Twice I have reported on the sale of large parts of the Berlin Wall – the ultimate symbol of the Soviet grip over eastern Europe during the 20th century.
Having been covered with awe-inspiring murals and graffiti since its erection (at least on the west side), the pieces make for great collector’s items, as objects of beauty as well as of great historical interest.
First came the sale of a 4-tonne section of the wall, which was sold for $23,500 as an asset of a Ponzi-scheme operating company that swindled $7.3m from its clients.
The second auction was held in Paris, with a single bidder paying $1.1m for 48 fragments of the wall, each covered in recently completed work by internationally renowned artists.

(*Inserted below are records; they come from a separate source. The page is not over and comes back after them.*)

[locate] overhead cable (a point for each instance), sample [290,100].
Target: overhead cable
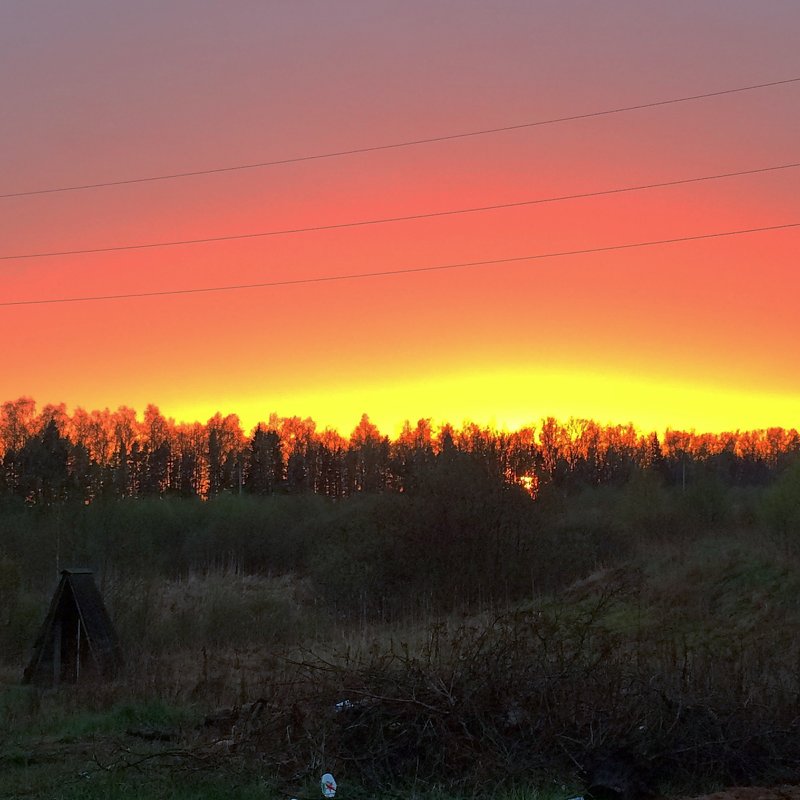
[406,218]
[400,271]
[400,144]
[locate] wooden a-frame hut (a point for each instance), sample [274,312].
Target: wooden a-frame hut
[77,641]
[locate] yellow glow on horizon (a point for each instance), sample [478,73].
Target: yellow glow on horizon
[513,398]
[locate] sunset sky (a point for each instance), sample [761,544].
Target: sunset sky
[700,334]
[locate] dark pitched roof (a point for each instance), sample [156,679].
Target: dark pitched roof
[77,594]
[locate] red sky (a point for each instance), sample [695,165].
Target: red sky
[700,334]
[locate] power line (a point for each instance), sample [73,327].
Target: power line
[401,271]
[407,218]
[398,145]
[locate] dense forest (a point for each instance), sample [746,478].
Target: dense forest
[435,518]
[51,456]
[473,607]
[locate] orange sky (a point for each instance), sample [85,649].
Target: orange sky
[700,334]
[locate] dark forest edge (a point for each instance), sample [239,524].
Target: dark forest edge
[543,596]
[52,456]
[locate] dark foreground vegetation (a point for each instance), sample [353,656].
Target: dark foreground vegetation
[464,627]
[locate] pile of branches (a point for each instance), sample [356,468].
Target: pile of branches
[531,695]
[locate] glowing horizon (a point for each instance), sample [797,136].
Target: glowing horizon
[698,336]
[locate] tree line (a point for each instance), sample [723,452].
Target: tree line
[51,456]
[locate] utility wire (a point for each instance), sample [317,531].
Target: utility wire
[408,218]
[398,145]
[401,271]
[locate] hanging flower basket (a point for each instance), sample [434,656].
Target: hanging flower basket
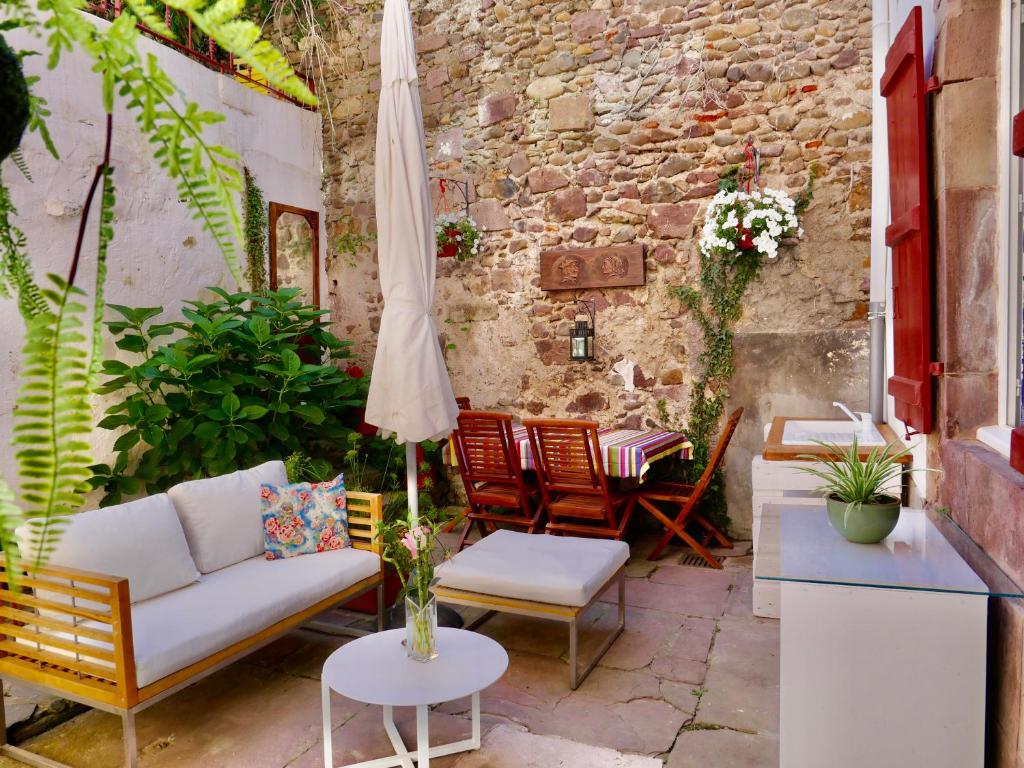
[458,237]
[450,246]
[750,223]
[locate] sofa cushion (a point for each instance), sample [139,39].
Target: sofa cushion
[560,570]
[141,541]
[304,518]
[176,630]
[220,515]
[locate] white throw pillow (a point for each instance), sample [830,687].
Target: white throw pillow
[141,541]
[221,515]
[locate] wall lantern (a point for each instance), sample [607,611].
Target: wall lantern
[582,335]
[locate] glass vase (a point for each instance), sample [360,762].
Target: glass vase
[421,629]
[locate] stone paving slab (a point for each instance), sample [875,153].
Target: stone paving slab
[723,749]
[242,716]
[695,601]
[508,748]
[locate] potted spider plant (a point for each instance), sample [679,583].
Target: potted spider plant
[856,492]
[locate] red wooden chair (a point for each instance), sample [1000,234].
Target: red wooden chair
[573,485]
[686,498]
[492,471]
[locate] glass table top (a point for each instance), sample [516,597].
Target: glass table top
[927,552]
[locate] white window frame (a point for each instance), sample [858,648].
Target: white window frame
[1011,236]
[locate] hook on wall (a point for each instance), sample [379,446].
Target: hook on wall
[444,184]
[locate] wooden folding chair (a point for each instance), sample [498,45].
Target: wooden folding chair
[492,471]
[573,486]
[686,498]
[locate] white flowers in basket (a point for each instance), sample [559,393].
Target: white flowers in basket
[738,222]
[457,236]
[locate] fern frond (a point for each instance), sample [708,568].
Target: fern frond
[15,269]
[151,17]
[53,417]
[10,518]
[17,158]
[38,112]
[242,38]
[107,202]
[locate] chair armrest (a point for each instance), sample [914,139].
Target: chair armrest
[366,511]
[69,630]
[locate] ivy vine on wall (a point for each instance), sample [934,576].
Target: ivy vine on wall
[254,226]
[716,307]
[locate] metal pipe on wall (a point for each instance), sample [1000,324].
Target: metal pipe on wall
[880,215]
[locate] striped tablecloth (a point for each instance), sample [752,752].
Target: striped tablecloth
[626,453]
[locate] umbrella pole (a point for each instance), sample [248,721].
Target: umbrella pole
[412,484]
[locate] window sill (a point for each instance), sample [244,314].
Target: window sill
[997,438]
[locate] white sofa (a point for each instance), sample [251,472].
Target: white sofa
[139,600]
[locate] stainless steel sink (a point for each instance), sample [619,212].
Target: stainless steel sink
[839,432]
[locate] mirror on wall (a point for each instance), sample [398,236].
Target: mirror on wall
[295,250]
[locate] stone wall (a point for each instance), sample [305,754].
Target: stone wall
[976,484]
[605,122]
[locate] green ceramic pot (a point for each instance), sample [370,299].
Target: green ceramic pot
[865,523]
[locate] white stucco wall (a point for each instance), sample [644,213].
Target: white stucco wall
[159,256]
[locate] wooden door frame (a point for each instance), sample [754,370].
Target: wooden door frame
[312,217]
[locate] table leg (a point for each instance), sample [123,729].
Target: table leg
[422,736]
[475,738]
[328,745]
[400,751]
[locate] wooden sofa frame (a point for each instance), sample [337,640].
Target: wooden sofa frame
[111,684]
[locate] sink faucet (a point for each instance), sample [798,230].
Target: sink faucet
[863,420]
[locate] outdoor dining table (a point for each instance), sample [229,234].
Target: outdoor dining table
[625,453]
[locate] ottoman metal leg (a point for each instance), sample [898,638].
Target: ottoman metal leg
[574,677]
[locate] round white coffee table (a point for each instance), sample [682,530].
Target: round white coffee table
[376,670]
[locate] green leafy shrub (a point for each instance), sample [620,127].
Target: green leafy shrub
[228,386]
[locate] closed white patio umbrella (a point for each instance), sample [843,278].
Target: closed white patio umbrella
[410,392]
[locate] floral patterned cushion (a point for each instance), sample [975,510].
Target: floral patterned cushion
[303,518]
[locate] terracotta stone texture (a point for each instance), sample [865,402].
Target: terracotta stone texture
[566,205]
[546,179]
[672,220]
[968,44]
[592,107]
[698,749]
[965,402]
[573,112]
[498,108]
[967,283]
[986,499]
[966,115]
[489,215]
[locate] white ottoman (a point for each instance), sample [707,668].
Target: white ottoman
[546,577]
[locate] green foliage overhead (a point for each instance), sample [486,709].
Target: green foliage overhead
[15,269]
[51,436]
[59,366]
[14,103]
[228,386]
[302,468]
[254,213]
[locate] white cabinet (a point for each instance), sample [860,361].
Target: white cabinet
[883,654]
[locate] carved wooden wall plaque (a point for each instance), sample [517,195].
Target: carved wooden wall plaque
[609,266]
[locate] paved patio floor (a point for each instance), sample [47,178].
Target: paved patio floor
[692,681]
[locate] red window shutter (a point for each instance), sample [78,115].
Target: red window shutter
[909,233]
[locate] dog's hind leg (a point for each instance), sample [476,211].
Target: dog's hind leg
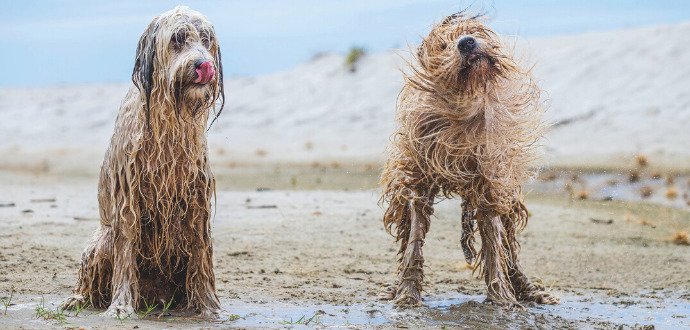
[200,282]
[411,212]
[95,274]
[125,282]
[524,289]
[495,259]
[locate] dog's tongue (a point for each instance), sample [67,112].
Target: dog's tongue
[204,73]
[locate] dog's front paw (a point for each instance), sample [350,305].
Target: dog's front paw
[119,311]
[407,295]
[208,313]
[540,297]
[387,292]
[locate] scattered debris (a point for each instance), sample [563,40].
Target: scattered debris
[43,200]
[681,238]
[601,221]
[272,206]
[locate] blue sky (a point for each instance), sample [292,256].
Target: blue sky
[73,42]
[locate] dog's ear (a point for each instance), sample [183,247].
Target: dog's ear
[452,18]
[144,64]
[221,89]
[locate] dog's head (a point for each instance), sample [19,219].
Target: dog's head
[461,54]
[178,63]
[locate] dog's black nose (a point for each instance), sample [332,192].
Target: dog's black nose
[467,44]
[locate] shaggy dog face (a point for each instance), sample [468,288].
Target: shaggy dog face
[468,121]
[179,54]
[461,56]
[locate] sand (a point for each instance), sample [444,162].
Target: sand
[328,247]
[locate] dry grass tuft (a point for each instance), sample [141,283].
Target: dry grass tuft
[261,152]
[670,179]
[671,193]
[548,176]
[646,192]
[681,238]
[647,223]
[641,160]
[582,195]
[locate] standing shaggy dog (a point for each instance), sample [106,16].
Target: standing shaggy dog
[469,118]
[156,186]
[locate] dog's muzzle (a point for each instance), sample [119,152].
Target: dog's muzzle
[467,47]
[205,71]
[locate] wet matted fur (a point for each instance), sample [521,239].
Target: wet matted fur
[468,121]
[156,186]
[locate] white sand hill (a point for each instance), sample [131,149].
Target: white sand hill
[610,95]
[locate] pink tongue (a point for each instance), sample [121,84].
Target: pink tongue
[199,75]
[204,73]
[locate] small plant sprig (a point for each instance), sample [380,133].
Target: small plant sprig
[48,314]
[7,301]
[149,309]
[166,308]
[315,319]
[80,307]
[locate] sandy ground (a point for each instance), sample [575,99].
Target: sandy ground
[285,254]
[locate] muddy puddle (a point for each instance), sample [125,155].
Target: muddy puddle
[667,190]
[592,310]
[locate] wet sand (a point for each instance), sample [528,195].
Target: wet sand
[321,257]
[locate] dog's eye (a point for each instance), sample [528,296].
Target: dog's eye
[178,39]
[206,41]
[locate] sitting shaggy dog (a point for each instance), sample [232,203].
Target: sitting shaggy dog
[469,118]
[156,187]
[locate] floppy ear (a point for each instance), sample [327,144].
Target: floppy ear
[144,64]
[221,89]
[452,18]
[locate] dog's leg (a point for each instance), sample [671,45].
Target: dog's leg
[95,274]
[201,285]
[525,290]
[468,223]
[200,281]
[495,260]
[414,211]
[125,283]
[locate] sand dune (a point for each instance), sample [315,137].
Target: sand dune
[611,95]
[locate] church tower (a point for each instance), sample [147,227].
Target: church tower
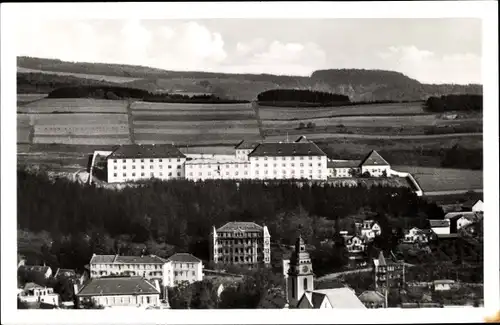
[300,275]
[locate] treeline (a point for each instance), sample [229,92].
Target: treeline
[41,83]
[116,93]
[182,213]
[302,96]
[455,103]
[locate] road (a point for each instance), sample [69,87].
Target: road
[326,136]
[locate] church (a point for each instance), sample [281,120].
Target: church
[300,285]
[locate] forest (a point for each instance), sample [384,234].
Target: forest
[117,93]
[179,215]
[302,96]
[468,103]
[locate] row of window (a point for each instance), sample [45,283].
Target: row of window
[291,164]
[285,158]
[150,167]
[142,160]
[150,174]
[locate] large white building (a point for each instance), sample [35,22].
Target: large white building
[141,162]
[169,272]
[243,243]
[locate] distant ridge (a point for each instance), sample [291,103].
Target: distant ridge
[358,84]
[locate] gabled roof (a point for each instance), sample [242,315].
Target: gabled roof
[117,286]
[146,151]
[237,225]
[287,149]
[184,257]
[343,163]
[374,159]
[338,298]
[246,145]
[439,223]
[372,296]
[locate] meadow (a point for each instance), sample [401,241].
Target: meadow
[305,113]
[79,75]
[74,105]
[445,179]
[191,124]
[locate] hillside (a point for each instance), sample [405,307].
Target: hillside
[359,85]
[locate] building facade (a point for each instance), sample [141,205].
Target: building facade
[244,243]
[118,291]
[288,160]
[143,162]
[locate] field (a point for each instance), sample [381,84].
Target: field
[74,105]
[445,179]
[304,113]
[79,75]
[193,124]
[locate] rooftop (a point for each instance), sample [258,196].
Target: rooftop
[439,223]
[146,151]
[242,226]
[184,257]
[117,286]
[287,149]
[374,159]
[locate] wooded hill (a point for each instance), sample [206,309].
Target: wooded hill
[359,85]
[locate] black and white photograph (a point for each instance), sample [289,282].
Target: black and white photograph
[214,161]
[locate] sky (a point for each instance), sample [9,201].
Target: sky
[440,50]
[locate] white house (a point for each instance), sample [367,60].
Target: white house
[217,168]
[288,160]
[119,291]
[342,168]
[368,229]
[35,293]
[440,227]
[141,162]
[375,165]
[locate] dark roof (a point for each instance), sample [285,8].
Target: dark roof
[245,226]
[246,145]
[184,257]
[439,223]
[371,296]
[117,286]
[287,149]
[146,259]
[374,159]
[146,151]
[343,164]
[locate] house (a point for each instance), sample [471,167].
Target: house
[440,227]
[288,160]
[342,168]
[300,285]
[46,271]
[442,285]
[473,205]
[354,244]
[372,299]
[368,229]
[169,272]
[182,267]
[240,243]
[387,273]
[375,165]
[416,235]
[134,162]
[34,293]
[118,291]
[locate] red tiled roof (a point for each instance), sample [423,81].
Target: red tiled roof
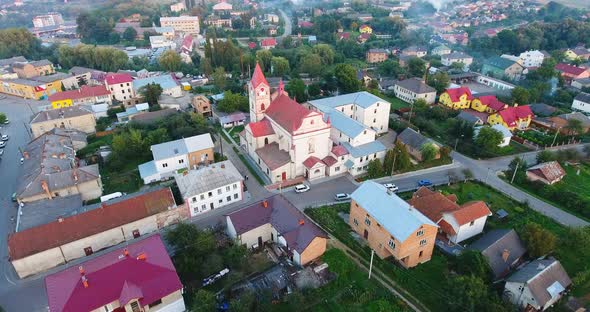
[268,42]
[511,114]
[113,78]
[329,161]
[311,161]
[569,69]
[83,92]
[287,113]
[339,150]
[70,229]
[114,277]
[471,211]
[261,128]
[492,102]
[258,77]
[455,94]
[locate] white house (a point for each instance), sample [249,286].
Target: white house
[457,222]
[210,187]
[169,157]
[582,102]
[538,285]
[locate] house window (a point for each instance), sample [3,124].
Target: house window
[391,243]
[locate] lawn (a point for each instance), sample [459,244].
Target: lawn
[428,281]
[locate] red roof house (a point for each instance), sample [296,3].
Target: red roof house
[458,222]
[130,278]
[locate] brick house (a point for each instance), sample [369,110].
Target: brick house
[391,226]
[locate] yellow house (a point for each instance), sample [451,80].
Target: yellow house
[487,103]
[516,117]
[459,98]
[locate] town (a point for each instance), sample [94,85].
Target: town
[275,155]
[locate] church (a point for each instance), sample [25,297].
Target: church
[316,139]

But these two sales weren’t the only appearance the wall has made in the media recently…
Sadly, large sections of the famous East Side Gallery – one of the only sections of the wall still remaining and fantastic testament of its history – are being removed to make way for a new wave of luxury apartments, despite mass protests from those who believe in preserving history.
In my mind, all this raised two important questions:
Firstly, although the sections of the wall sold at auction were removed a long time ago and had likely been on the open market for some time, will sales such as this drive the market for more pieces of the wall, providing an increasingly attractive option for Germany’s cash-strapped government?
And second, at what point do we draw the line at selling items of the utmost historical importance to private collectors, and is it time to consider regulations to ensure that these items are shared with the public?